Friday, December 23, 2005

And there are blessings

I have been thinking today about the ideals of grace and kindness. Which, I guess, are specificially appropriate things to be thinking about this time of year.

In the last 24 hours I have been the recipent of both incredible heart wrenching thoughtfulness and simple immature thoughtlessness. As such, I am reminded how easy it is to focus on the bad rather than the good if you are not mindful to do otherwise.

So let me tell you about the good.

First is my friend Stephanie. Steph is such a spitfire and always full of surprises. If she were to call me up tomorrow and tell me that she had eloped with a Croatian supermodel and will spend the next year sailing the Greek Islands, I would nary raise an eyebrow. Last week a package came in the mail from dear Steph. Inside was a card that brought me to tears and two precious tree ornaments. See, she read my blog about my tree trimming party and wanted to contribute. How thoughtful is that? It brings fresh tears to my eyes as I relay the story to you. Have a look at how sweet they are:



Next, the outpouring of support from friends, family and even near strangers upon hearing I am likely staying home alone this christmas has warmed my heart.

Penny, another long time friend from college days, who has just learned that she will be spending six months in India for work, offered to drive from New Haven to Boston to spend time with me after Christmas. That is quite an offer since she doesn't have many free days to spare before a six month separation from her boyfriend.
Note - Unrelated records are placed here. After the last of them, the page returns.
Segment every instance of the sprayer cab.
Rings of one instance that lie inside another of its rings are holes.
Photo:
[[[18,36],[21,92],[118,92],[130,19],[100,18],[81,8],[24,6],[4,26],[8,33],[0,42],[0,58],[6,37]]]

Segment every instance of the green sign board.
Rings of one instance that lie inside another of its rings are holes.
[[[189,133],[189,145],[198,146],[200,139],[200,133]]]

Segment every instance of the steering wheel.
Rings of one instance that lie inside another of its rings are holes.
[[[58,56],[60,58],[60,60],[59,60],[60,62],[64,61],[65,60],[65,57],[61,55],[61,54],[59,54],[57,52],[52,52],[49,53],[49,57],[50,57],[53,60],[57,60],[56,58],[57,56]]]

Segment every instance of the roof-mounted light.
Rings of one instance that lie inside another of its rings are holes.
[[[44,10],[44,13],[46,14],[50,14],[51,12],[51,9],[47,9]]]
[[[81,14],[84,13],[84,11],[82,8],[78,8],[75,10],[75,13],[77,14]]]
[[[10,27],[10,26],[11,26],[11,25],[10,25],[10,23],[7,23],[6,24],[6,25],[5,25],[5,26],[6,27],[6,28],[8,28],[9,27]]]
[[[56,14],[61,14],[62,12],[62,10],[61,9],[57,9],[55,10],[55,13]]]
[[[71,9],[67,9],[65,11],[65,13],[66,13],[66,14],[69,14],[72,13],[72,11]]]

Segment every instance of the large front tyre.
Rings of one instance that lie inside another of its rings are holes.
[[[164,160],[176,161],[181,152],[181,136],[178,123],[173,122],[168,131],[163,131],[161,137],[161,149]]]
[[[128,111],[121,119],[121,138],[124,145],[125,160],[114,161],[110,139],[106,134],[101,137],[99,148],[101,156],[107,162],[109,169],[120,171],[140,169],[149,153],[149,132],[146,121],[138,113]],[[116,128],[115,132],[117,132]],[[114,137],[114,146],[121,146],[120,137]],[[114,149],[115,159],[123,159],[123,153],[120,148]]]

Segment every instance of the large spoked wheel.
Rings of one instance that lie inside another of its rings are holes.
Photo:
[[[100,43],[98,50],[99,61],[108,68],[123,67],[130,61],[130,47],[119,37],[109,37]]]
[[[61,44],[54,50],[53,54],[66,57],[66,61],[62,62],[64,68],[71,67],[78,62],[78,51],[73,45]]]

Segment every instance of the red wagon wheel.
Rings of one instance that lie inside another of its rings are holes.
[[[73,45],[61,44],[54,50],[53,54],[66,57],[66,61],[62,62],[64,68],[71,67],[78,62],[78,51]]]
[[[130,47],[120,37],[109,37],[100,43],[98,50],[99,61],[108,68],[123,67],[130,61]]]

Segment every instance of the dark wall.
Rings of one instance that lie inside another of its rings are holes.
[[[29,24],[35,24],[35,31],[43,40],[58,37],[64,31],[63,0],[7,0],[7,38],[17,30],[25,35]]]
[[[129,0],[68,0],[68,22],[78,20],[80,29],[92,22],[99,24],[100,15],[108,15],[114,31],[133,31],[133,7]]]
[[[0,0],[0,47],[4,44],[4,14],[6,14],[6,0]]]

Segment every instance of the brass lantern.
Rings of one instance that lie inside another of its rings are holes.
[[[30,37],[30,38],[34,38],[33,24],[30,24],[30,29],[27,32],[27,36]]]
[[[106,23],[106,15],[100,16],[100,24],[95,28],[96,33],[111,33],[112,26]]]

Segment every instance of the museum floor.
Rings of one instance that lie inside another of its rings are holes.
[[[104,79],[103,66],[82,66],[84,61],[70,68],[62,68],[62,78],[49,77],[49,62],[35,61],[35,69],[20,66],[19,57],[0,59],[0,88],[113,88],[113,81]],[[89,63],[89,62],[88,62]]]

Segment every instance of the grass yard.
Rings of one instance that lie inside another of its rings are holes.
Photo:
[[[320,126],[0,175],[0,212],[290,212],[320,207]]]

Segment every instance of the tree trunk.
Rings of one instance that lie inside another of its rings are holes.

I had the sweetest conversation wtih Ann and Dabney this morning, who have ordered me to come up to VT to celebrate the holiday with them and Dabney's mom. I wish it were possible! I am sure there is nothing better than snuggling up all cozy with A&D up in beautiful Vermont. That would get me in the Christmas spirit!

My family has really rallied around me offering me support and comfort. I hate the idea of not being with them, this is the first time that my brother, my sister and I would be celebrating in three separate places. Not bad for 3 kids in their 30s I suppose. My sister has made multiple offers to stay behind here in Boston with me, but I won't let her. My dad has been calling me several times a day to check on me. I appreciate that he is just letting me make my own decsion without and pressure even though I know he really wants me to be there. My brother spent a good hour on the phone with me last night, consoling me after a particularly sad and difficult day. My Mom has been calling daily as well, just supporting me from afar.

Ashbloem, although far far away in TX, has been there to share my grief over the loss of our friend. I just wish she were here to attend the memorial service with me tomorrow. I'd like to hold her hand.

Of course you already know Vic has been a constant helpful fixture this entire Christmas season. From carrying in the chirstmas tree to fixing my bathroom drain to making sure I got home safely after a bloody mary too many. Cheers to you as well.

I can't go without mentioning Mr. C. We've only been out on one date, but his constant offers to bring me supplies and fill my fridge since I can't get out right now have been very much appreciated. He has also offered to stop my to lift my spirits on Christmas day since he will be just around the corner. All from a virtual stranger!

It feels good to sit and count the blessings of so many loving people in my life. I am going to take the advice of an anonymous commenter from one of the recent posts and see what good I can do for someone else this holiday.